Kita? Om Alfa barusan bilang apa? Kita? Kita pulang aja? Bagi Zulla, kata kita yang dipakai Alfa barusan begitu ambigu.
Apa Om Alfa menganggap kalau gue sama dia itu ada hubungan sampai menjadi kita? Herannya lagi.
"Ayo." ajak Alfa membuyarkan lamunan Zulla tentang kata kita.
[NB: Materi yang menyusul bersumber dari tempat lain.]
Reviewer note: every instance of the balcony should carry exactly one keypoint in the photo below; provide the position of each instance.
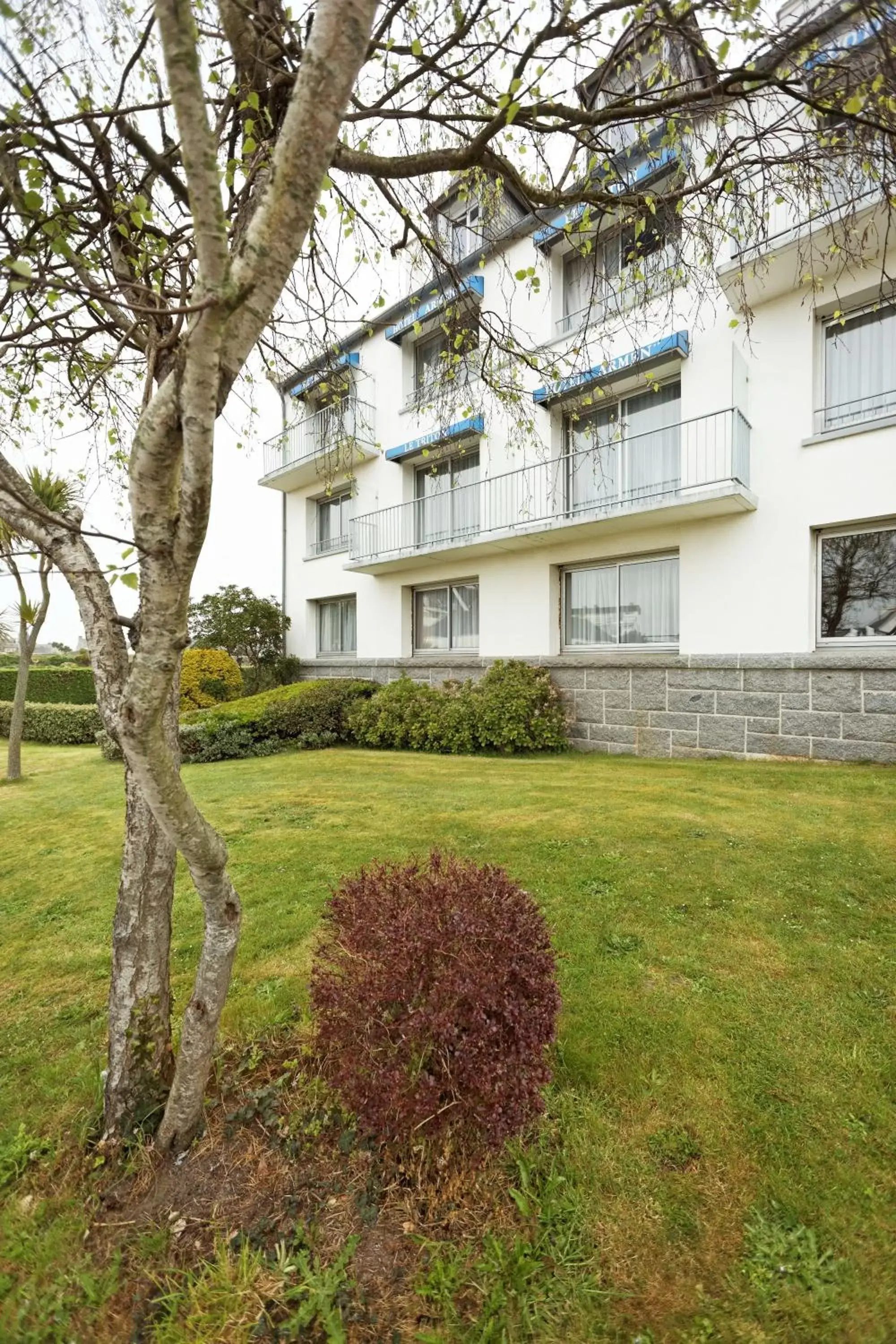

Karena tidak ingin membuat Alfa bingung, menunggu dan berpikir yang aneh-aneh tentangnya, Zulla mengangguk dan ikut saja.
***
Tak menyangka, Zulla kira dia akan segera pulang. Tapi ternyata tidak. Alfa malah mengajaknya jalan-jalan malam di taman sebentar. Tidak ada hal spesial yang mereka lakukan. Hanya duduk di salah satu bangku sambil menikmati secangkir kopi americano. Meski begitu, hal sederhana saja bisa membuat Zulla bahagia.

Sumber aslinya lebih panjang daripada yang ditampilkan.